Thursday, April 13
5:30 – 7:00 pm
Weaving rugs is an Afghan art form that goes back a thousand years. Traditionally, rugs were woven in non-figurative styles, but Afghan weavers over the past century have abandoned tradition in exchange for producing pictorial images that tell the war-torn history of Afghanistan, often from a refugee’s point of view. In his lecture, Refuge, Survival, and Strings of Wool, Wali Hairan will weave his tale of the art and culture of war rugs, learned by so many refugees as a means of survival.
$5 per lecture members / $10 per lecture non-members
RSVP’s required, please contact the Museum at: 860.443.2545 ext. 129 or email us.
Bio: I’m Wali (simply Wali). Born 2 hours north of Kabul near the largest American military airbase in Afghanistan. Our house was burnt when I was just 10 months old during the brutal reign of Taliban.

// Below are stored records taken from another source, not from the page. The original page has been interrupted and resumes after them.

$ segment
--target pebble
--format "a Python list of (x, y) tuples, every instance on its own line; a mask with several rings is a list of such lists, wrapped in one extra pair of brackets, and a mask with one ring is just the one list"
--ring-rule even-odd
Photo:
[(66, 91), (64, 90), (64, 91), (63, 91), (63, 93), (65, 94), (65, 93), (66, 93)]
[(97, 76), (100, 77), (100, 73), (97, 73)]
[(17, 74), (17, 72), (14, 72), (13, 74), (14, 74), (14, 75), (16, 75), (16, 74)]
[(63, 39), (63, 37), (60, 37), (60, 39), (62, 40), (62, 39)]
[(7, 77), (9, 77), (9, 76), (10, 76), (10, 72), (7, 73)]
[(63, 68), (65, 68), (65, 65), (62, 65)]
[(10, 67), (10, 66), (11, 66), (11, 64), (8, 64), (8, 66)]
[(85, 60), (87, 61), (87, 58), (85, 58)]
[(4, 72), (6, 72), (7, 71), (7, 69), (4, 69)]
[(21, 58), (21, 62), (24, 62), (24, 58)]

We fled the country and moved to Pakistan (to a refugee camp), where we stayed until I was 7. It was during our refugee life in the camp where I learned how to make rugs. The time span between our return to Afghanistan and my first year at Connecticut College will take a book to explain so I will skip that. I study Computer Science, Neuroscience, and Chinese at Conn, where I am also the co-president of our entrepreneurship club called Launch.